12 KiB
Audio Data Preprocessing for Deep Learning
Posted on September 21, 2023
Introduction
I recently began the process of working on an open source Speech-to-Text neural network. I thought this would be an interesting exercise not only for deepening my knowledge of deep learning, but also because of my background in audio engineering. In university, I studied sound design and engineering for applications in both film and music production (and still do so as a hobby), so for me this a great synthesis of my past and current field of expertise. So I wanted to write about my progress so far.
Hopefully, documenting my thought process and journey here in this blog post can help anyone looking to start or further their own adventures in deep learning, and to stimulate some ideas.
In this post, I'll just be covering the preparation and data preprocessing phase. My next post will be focused on tackling the neural network architecture and training of the model itself.
The Theory
Over the years, I've become quite familiar with the world of digital audio. However, not every software engineer may have had much exposure, so first I want to clarify some basic terms and concepts often used in this space in order to provide a foundation for working with audio in deep learning.

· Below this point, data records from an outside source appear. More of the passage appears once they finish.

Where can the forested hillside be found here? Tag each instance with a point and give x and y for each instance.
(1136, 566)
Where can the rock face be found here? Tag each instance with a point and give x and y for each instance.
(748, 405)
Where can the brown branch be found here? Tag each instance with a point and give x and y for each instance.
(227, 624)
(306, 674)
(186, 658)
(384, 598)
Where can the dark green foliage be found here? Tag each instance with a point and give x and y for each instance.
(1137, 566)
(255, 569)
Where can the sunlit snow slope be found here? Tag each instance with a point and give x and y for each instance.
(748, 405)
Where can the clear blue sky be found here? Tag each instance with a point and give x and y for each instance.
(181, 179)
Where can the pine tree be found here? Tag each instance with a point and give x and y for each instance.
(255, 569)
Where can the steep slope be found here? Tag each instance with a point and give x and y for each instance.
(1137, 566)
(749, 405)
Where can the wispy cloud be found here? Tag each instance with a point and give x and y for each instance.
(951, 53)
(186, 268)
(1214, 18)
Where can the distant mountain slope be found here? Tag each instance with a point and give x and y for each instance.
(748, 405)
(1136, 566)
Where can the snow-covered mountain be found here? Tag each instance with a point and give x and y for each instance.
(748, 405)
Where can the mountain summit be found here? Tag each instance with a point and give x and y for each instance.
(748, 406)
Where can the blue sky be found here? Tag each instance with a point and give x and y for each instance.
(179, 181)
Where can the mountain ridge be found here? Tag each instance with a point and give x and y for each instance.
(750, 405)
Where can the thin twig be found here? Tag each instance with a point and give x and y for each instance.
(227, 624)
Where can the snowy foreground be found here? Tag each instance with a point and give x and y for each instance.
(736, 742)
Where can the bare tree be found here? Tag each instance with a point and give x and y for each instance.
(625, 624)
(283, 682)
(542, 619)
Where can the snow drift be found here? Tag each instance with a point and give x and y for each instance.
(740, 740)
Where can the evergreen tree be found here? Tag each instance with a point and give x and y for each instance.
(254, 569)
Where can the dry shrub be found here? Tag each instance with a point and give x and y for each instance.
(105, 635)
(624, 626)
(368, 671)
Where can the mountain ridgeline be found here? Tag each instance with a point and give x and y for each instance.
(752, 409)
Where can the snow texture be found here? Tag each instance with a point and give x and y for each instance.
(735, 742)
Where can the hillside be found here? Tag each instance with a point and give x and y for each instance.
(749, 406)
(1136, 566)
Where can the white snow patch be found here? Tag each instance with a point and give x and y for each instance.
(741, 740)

Introduction to Digital Audio
As we all know, sound is the perception created by our ears when they receive waves of varying air pressure. To capture these sounds waves digitally, we take measurements or samples of the air pressure (the amplitude of the wave) at a very short interval, called the sample rate.
Sound waves are often complex and oscillate at very high frequencies. The limit of human hearing is around 20kHz (20,000 cycles/second), and due to a concept called the Nyquist limit (see also Wikipedia), we need to take samples at double that number in order to reproduce the highest frequencies accurately. After some padding, we end up slightly north of a minimum 40kHz sample rate. For most audio and music applications, common sample rates include 44.1kHz or 48kHz, and can be higher in audio production environments or in special applications.
Every time we sample the wave, we store the amplitude value (as either an integer or floating point, depending on the format) in a process known as quantization. We can choose how many bits to use to store this value, which determines how many "slots" we have available, referred to as bit depth. The bit depth determines the "resolution" of the stored signal, as an audio signal quantized at a bit depth of 8 bits, for example, will have far fewer options (2^8 = 256 "slots") than a signal quantized at 16 bits (2^16 = 65,536 "slots"). Due to the limited bit depth, we lose precision as the values need to be rounded to the nearest "slot", thus losing much of the detailed information in the waveform. A bit depth of 16 bits is usually plenty for most audio files, but can be higher before production rendering (called "bouncing") or for more applications requiring higher degrees of precision.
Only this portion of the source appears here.